セキュリティ意識が向上しないのは「ややこしい専門用語」のせい?(ITmedia)

 「◯◯はセキュリティに対する意識が低い」というとき、◯◯は「国」であったり「組織」であったり、「一般ユーザ」を指したりするケースがある。「国」といった場合にはウイルスに感染している規模だったり、サイバー攻撃の発信源になっている頻度だったりする。「組織」の場合では情報漏えいだったり社会的信用を落とすようなトラブルを起こしたようなケースがある。「一般ユーザ」といった場合には、もはや文化とか国民性まで関係するだろう。国の経済力とか貧困も関係するかもしれない。いずれも現在では、セキュリティといっても範囲が広すぎるので一概には言えない。セキュリティを「技術」だけの話だけで捉えようとすること自体、もはや時代遅れだといえるだろう。


 セキュリティの専門家と啓蒙が必要な一般ユーザをゴチャ混ぜに同じレベルで捉えようとするのも間違っているだろう。セキュリティというものもネットワークのしくみと似て、レイヤーで捉えるべきである。下位のレイヤーはファイアウォールだとかDMZだとか技術者が関わる部分である。

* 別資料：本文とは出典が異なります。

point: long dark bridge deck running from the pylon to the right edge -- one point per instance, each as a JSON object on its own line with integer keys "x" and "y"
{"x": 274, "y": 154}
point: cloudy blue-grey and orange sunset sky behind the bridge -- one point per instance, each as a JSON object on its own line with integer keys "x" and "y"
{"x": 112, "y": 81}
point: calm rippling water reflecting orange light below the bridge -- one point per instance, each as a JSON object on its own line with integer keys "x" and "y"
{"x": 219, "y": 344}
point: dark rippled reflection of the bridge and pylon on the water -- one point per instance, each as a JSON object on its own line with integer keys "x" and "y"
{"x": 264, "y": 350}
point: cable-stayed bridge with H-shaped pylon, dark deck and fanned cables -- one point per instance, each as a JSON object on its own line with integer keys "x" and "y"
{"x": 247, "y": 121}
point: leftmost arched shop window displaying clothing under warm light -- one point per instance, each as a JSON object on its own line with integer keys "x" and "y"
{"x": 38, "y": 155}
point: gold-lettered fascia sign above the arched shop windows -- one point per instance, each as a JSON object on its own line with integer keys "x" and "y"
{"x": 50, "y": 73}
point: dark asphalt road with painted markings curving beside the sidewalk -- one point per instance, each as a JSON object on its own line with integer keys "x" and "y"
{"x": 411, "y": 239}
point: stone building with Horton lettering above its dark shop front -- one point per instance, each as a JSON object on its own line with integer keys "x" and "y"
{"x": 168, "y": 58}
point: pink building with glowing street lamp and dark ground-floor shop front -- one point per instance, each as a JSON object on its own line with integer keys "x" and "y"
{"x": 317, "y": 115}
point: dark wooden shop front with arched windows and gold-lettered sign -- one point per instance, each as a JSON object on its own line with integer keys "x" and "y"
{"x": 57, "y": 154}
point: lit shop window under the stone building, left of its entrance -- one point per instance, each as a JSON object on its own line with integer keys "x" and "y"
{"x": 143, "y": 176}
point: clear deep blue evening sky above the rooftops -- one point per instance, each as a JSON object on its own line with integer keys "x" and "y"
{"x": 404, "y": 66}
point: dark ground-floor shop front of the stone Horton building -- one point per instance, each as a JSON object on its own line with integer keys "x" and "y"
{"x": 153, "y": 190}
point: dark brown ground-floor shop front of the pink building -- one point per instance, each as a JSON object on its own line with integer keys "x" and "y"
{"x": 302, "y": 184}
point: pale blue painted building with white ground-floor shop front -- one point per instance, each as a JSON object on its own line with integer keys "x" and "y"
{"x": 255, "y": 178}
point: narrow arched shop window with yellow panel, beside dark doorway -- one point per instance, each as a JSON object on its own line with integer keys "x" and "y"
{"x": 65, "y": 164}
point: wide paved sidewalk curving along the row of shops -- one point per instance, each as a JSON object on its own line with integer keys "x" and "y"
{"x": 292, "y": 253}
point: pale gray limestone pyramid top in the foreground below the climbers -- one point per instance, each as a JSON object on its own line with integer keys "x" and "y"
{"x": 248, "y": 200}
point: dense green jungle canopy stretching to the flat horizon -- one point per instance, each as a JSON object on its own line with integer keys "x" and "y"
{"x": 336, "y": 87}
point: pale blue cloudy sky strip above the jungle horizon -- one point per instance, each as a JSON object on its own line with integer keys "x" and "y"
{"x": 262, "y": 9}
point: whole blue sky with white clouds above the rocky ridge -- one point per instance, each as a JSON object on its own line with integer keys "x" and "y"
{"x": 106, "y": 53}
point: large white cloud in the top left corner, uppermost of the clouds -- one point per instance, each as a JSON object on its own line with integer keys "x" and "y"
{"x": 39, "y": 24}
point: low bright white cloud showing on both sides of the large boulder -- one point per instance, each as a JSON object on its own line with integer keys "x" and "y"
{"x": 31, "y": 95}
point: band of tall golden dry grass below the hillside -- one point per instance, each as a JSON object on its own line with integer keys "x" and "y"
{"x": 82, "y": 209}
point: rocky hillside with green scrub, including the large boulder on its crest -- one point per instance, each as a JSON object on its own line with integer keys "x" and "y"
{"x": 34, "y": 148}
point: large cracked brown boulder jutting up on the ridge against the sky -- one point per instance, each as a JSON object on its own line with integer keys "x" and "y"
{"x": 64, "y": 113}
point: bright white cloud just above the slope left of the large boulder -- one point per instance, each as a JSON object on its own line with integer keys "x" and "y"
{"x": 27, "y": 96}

中間のレイヤーがセキュリティポリシーだとか規則とかであり、最上位がユーザのふるまい、人間の意識、無意識の行動が関わる部分である。すなわち専門家と一般ユーザはもともとセキュリティのレイヤーが異なるのである。技術的なレイヤーの部分は時代とともに高度化しているのは当然であるが、一般ユーザが特別に知る必要はない部分である。それと一般ユーザの行動の部分は直接は連動しないし、連動させるべきではないだろう。したがって一般ユーザが専門用語が理解できないからセキュリティ意識が向上しない、というのは的外れの議論であろう。自動車の一般のドライバー全員が自動車のメカニックの専門家でなくても安全運転できるように、ネットユーザがみなプロバイダのネット技術者のような知識と技術を持っている必要はない。

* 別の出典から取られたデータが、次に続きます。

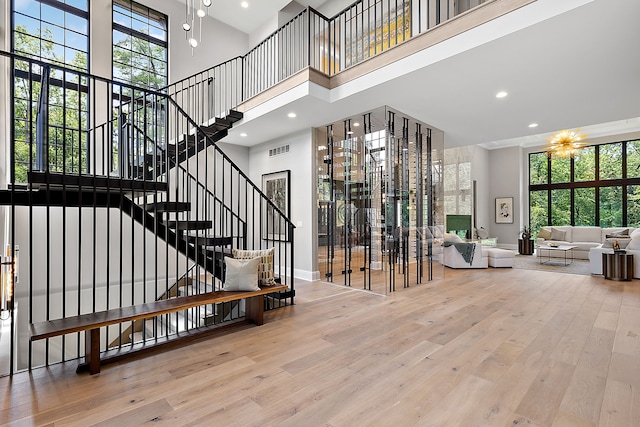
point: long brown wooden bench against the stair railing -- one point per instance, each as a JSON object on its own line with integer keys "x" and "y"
{"x": 92, "y": 322}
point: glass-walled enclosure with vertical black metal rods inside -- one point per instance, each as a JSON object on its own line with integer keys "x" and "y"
{"x": 380, "y": 210}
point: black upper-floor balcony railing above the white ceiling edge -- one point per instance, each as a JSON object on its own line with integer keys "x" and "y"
{"x": 328, "y": 45}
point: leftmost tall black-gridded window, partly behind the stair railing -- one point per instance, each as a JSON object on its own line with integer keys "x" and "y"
{"x": 55, "y": 32}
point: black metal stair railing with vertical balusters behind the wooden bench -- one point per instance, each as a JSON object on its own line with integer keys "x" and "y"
{"x": 138, "y": 203}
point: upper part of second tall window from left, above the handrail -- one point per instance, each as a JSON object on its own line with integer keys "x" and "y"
{"x": 139, "y": 45}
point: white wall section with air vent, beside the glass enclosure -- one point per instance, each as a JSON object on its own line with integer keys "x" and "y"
{"x": 300, "y": 161}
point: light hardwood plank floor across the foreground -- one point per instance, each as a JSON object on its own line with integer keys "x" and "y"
{"x": 495, "y": 347}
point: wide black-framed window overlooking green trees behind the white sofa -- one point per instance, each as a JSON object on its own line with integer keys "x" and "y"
{"x": 599, "y": 185}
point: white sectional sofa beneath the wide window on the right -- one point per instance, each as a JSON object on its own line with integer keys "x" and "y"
{"x": 584, "y": 238}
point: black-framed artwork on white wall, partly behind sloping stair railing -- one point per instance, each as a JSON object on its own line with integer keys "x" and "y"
{"x": 277, "y": 187}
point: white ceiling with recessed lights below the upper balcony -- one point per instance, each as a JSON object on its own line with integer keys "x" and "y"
{"x": 580, "y": 68}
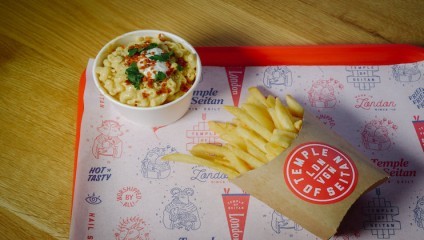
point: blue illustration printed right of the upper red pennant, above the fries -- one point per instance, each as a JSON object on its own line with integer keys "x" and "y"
{"x": 279, "y": 75}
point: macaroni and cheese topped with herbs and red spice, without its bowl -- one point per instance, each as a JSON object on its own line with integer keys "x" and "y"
{"x": 148, "y": 72}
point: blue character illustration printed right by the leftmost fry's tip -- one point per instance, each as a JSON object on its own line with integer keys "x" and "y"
{"x": 153, "y": 167}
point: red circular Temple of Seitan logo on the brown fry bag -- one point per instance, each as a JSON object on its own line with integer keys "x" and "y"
{"x": 319, "y": 173}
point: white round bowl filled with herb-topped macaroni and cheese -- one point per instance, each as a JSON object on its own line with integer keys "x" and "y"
{"x": 148, "y": 75}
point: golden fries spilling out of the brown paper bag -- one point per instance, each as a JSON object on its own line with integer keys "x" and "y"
{"x": 263, "y": 127}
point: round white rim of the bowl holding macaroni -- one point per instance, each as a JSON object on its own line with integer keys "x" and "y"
{"x": 153, "y": 33}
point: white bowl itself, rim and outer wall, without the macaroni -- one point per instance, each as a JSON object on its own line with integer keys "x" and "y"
{"x": 148, "y": 116}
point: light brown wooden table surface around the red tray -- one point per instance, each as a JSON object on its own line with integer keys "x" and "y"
{"x": 45, "y": 46}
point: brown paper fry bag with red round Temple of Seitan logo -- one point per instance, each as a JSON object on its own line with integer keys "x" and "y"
{"x": 315, "y": 181}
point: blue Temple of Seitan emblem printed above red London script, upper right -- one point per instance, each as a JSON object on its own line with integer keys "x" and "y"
{"x": 363, "y": 77}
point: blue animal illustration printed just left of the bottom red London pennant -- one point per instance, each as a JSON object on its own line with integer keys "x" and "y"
{"x": 181, "y": 212}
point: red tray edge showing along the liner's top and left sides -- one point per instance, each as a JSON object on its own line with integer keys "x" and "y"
{"x": 367, "y": 54}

 一般ユーザのセキュリティのレイヤーが啓蒙のレベルで進んでいないのだとしたら、そのレイヤーでの技術とか指導できる人材や体制がまだ貧弱だということだろう。教育という側面でいえば人材不足だといえるのかもしれない。小中学生からネットを利用している時代になっているとはいえ、では指導できる人材となると一般ユーザと変わらない程度だといえるだろう。ましてや社会全体となると、生涯教育ではないが、啓蒙できる人材は圧倒的に少ない。何しろ若い頃はネットなどなかった時代の世代が、まだまだ多いからである。これは時間がかかる話ではある。しかしネットの進歩とか変化が速いことが問題なのだろう。何年か前の常識が現在では常識ではなくなっているどころか、逆になっているケースさえある。昔は「Webを見ただけではウイルスに感染することはない」とされていたが、Gumblarのように必ずしもその常識が通用しなくなっていたりする。ならばといって、一般ユーザにGumblarの感染のしくみを専門的に説明しようとしても仕方がない。このレイヤーで言えることは、戸締まりをしっかりすること(ウイルス対策)と「君子危うきに近寄らず」ということの徹底しかないだろう。しかしいくら安全運転を心がけても、不幸にして交通事故に遭うことはないとはいえない。万が一のことにも備えておく危機管理の意識を持つことも必要にはなる。つまるところ、それはグローバル化、スピード化しているとはいえ、人間社会そのもののことなのだということに気が付くことであると思う。